AMPK signaling pathway is increased in miR-33 HKO livers. AMPK is a master regulator of metabolism and mitochondrial homeostasis (77). Our previous results showed that AMPK activation is increased in HKO mice compared with WT mice in both MASL and MASH stages, counteracting the progressive decrease otherwise evident in MASLD (44). These results prompted us to characterize additional posttranscriptional mechanisms regulating AMPK in our model. Notably, we found that the activation of liver kinase B1 (LKB1), a kinase that controls AMPK activity, was enhanced as shown by the increased phosphorylation of LKB1 at serine 428 in HKO livers (Figure 10A). LKB1 activation is regulated by its subcellular compartmentalization through deacetylation and phosphorylation (78–80), correlating with increased levels of sirtuins, a family of histone and protein deacetylases. In accordance, we found increased levels of sirtuin 1 (SIRT1), SIRT2, SIRT3, and SIRT7 and a trend toward upregulation of SIRT6 in HKO livers (Figure 10B). Sirtuin activity is dependent not only on expression levels but also on the availability of NAD⁺. We found that total NAD and NAD⁺ as well as the NAD⁺/NADH ratio were increased in HKO livers (Figure 10C and Supplemental Figure 7A). These results point toward the increased activation of upstream regulators of AMPKα. As previously shown in Figure 2, we found increased FAO and decreased FAs, with increased AMPKα/ACC phosphorylation indicating a broad rewiring of metabolism mediated by AMPK signaling in HKO livers. Consistent with our observations on the effects of AMPK, we found that phosphorylation of ULK1, a downstream target of AMPKα, was also increased in HKO livers, along with the increased levels of LC3bII and ATG5, suggesting a role of AMPKα in the promotion of increased autophagy in HKO livers (Figure 10D). Likewise, HKO livers displayed increased phosphorylation of caspase-6, which has been described to be regulated by AMPK, consistent with reduced hepatocyte cell death in MASH (44) (Supplemental Figure 6F).

Figure 10

Upstream and downstream analysis of AMPKα signaling pathway. (A and B) Western blot analysis and densitometric analysis of housekeeping standard VINCULIN and (A) p-LKB1 (Ser428), LKB1, (B) SIRT1, SIRT2, SIRT3, SIRT5, SIRT6, and SIRT7 in WT and HKO livers from mice fed with CD-HFD for 6 months (MASH). (C) NAD⁺ levels in WT and HKO MASH livers represented as pmol/mg of tissue (n = 4 chow; 5 MASH). (D) Western blot analysis and densitometric analysis of p-ULK1 (Ser555), ULK1, LC3bI/II, ATG5, and housekeeping standard VINCULIN in WT and HKO MASH livers. Data represent the mean ± SEM (*P ≤ 0.05, **P ≤ 0.01, ***P ≤ 0.001 compared with WT animals, unpaired 2-sided Student’s t test for 2-group comparisons and 2-way ANOVA followed by multiple comparison).
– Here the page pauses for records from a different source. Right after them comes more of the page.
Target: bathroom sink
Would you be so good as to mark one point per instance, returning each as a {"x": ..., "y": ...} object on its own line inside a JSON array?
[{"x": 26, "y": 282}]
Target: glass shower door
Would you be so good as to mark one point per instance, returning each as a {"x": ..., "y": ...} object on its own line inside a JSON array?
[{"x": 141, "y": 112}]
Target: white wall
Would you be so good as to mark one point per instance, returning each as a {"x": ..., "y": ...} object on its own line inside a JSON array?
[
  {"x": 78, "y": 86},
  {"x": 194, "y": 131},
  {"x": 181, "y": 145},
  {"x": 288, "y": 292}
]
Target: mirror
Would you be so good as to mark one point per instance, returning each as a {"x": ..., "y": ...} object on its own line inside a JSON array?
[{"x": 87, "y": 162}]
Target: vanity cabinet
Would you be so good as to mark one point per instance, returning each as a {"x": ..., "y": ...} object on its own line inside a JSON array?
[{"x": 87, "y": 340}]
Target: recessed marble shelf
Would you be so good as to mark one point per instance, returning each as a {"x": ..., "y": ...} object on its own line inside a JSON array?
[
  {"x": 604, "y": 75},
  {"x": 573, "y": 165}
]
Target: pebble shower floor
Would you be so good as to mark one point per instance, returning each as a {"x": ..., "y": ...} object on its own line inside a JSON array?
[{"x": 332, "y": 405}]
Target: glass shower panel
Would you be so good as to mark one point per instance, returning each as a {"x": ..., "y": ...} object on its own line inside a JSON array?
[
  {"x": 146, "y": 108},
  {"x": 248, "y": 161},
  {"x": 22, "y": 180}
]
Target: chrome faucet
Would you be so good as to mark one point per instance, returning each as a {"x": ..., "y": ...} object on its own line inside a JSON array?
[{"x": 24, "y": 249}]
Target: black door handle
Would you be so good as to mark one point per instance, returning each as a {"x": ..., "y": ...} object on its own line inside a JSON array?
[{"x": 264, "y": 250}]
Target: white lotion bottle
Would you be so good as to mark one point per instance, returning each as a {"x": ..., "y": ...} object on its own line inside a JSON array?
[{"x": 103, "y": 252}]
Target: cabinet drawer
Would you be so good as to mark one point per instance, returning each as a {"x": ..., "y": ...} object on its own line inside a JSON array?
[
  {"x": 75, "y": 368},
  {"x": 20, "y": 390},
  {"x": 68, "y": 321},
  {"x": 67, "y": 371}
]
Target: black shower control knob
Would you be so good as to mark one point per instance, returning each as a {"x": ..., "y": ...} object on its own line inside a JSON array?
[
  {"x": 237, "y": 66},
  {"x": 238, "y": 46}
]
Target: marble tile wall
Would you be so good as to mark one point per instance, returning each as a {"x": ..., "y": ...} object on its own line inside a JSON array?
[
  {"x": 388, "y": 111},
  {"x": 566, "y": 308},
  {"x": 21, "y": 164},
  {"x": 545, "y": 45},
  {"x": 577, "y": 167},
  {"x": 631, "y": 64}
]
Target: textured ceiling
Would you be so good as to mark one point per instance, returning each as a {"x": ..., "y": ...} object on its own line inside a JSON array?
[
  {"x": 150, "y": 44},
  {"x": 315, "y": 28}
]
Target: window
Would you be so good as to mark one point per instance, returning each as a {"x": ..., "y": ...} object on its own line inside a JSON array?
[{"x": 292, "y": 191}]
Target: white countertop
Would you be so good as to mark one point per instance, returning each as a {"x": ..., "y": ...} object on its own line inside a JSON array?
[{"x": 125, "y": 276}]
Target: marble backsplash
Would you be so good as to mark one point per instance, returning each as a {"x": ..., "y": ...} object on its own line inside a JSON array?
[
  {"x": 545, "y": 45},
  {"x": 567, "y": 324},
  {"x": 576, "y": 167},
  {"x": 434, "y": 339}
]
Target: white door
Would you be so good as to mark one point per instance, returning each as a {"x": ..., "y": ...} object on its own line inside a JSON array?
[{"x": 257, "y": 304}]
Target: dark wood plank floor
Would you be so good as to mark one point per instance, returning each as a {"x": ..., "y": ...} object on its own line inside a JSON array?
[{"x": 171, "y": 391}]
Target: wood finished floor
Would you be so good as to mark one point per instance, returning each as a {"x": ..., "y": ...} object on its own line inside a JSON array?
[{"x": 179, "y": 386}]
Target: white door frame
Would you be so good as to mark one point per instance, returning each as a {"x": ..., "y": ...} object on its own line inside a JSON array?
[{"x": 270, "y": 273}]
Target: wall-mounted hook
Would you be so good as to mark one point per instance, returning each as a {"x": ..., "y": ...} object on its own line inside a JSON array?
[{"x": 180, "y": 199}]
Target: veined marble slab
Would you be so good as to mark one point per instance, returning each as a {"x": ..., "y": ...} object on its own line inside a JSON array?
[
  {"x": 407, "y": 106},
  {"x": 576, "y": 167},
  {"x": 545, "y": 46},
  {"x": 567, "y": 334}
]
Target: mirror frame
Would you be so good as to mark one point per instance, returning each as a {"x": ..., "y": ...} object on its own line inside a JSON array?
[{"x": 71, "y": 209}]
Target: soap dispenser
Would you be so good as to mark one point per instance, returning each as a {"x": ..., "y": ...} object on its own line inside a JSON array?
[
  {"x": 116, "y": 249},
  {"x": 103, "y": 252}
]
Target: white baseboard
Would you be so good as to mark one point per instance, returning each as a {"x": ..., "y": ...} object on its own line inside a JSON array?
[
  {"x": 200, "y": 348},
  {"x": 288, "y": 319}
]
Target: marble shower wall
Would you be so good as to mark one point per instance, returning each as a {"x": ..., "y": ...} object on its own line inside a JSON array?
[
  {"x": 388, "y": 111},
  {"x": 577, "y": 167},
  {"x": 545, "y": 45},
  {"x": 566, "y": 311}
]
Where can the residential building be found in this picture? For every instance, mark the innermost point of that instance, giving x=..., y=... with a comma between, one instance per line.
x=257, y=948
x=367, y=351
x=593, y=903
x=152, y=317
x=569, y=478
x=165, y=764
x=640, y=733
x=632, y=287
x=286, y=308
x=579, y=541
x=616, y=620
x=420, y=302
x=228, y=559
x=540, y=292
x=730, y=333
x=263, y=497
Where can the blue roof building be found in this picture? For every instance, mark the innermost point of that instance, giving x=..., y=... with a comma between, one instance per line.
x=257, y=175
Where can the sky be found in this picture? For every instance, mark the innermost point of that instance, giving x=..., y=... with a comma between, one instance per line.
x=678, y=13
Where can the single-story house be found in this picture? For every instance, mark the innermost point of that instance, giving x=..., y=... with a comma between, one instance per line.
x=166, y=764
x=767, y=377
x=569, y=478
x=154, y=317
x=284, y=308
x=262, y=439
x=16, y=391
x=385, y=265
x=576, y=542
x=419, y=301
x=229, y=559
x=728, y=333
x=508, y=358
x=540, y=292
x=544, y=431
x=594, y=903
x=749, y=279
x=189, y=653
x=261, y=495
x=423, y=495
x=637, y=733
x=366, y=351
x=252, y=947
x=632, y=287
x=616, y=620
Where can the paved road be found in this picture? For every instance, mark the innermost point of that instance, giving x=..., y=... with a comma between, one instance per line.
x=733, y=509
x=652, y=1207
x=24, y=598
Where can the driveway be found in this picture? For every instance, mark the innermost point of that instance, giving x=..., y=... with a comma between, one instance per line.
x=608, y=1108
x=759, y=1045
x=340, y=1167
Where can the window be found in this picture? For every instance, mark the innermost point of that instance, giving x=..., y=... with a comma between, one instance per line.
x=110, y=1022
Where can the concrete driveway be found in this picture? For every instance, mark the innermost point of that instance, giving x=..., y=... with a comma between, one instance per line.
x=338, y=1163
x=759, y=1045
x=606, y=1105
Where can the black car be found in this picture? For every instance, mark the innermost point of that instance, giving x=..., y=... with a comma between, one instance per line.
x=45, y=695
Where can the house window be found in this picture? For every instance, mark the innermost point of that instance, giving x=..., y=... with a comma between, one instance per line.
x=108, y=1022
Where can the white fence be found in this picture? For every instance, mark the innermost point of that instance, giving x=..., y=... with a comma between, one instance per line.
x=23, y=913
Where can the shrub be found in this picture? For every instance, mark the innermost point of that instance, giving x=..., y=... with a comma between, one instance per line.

miR-33 deficiency in hepatocytes reduces MASLD progression to HCC. To analyze whether the improved metabolic function and protection against MASL-MASH progression attenuates the development of HCC in HKO mice, we fed WT and HKO mice a CD-HFD for 15 months. While 75% of WT mice developed tumors, only 40% of HKO mice did (Figure 11A). Tumor quantification revealed a decrease in the average tumor number per mouse in HKO mice (Figure 11B), which was particularly pronounced for large tumors (volume > 20 mm³) (Figure 11C). In agreement with reduced tumor incidence, serum levels of α-fetoprotein (AFP) were significantly reduced in HKO mice compared with WT mice (Figure 11D). Histological analysis of WT and HKO tumors also revealed a decrease in proliferative Ki67-positive cells in tumors from HKO mice compared with WT mice (Figure 11E). Analysis of miR-33 expression by qPCR in livers fed the CD-HFD compared with a standard chow diet for 15 months showed a modest increase in miR-33 expression in MASH, which was not statistically significant (Supplemental Figure 8A). Additionally, increased expression of miR-33 was detected in tumor samples when directly compared with adjacent healthy liver tissue from the same mice in WT samples (Supplemental Figure 8B), suggesting a potential role of miR-33 directly within the tumor microenvironment. Moreover, miR-33 levels correlated with increased levels of Ki67, a proliferation marker (Supplemental Figure 8, B–E).

Figure 11

Hepatic miR-33 deficiency reduces diet-induced tumor incidence. (A) Representative images of WT and HKO livers after 15 months of CD-HFD; dashed line used to outline tumors and relative number of mice with and without tumor. (B–D) Graphical representation of (B) total number of tumors/mouse and (C) number of tumors larger > 20 mm³/mouse. (D) Circulating AFP levels (n = 13 WT –and 12 HKO). (E) Representative images of Ki67 staining in liver tumors from WT and HKO mice after 15 months of CD-HFD. Indicated quantification on the right (n = 3). Data represent the mean ± SEM (*P ≤ 0.05, ***P ≤ 0.001 compared with WT animals, unpaired 2-sided Student’s t test for 2-group comparisons and 2-way ANOVA followed by multiple comparison).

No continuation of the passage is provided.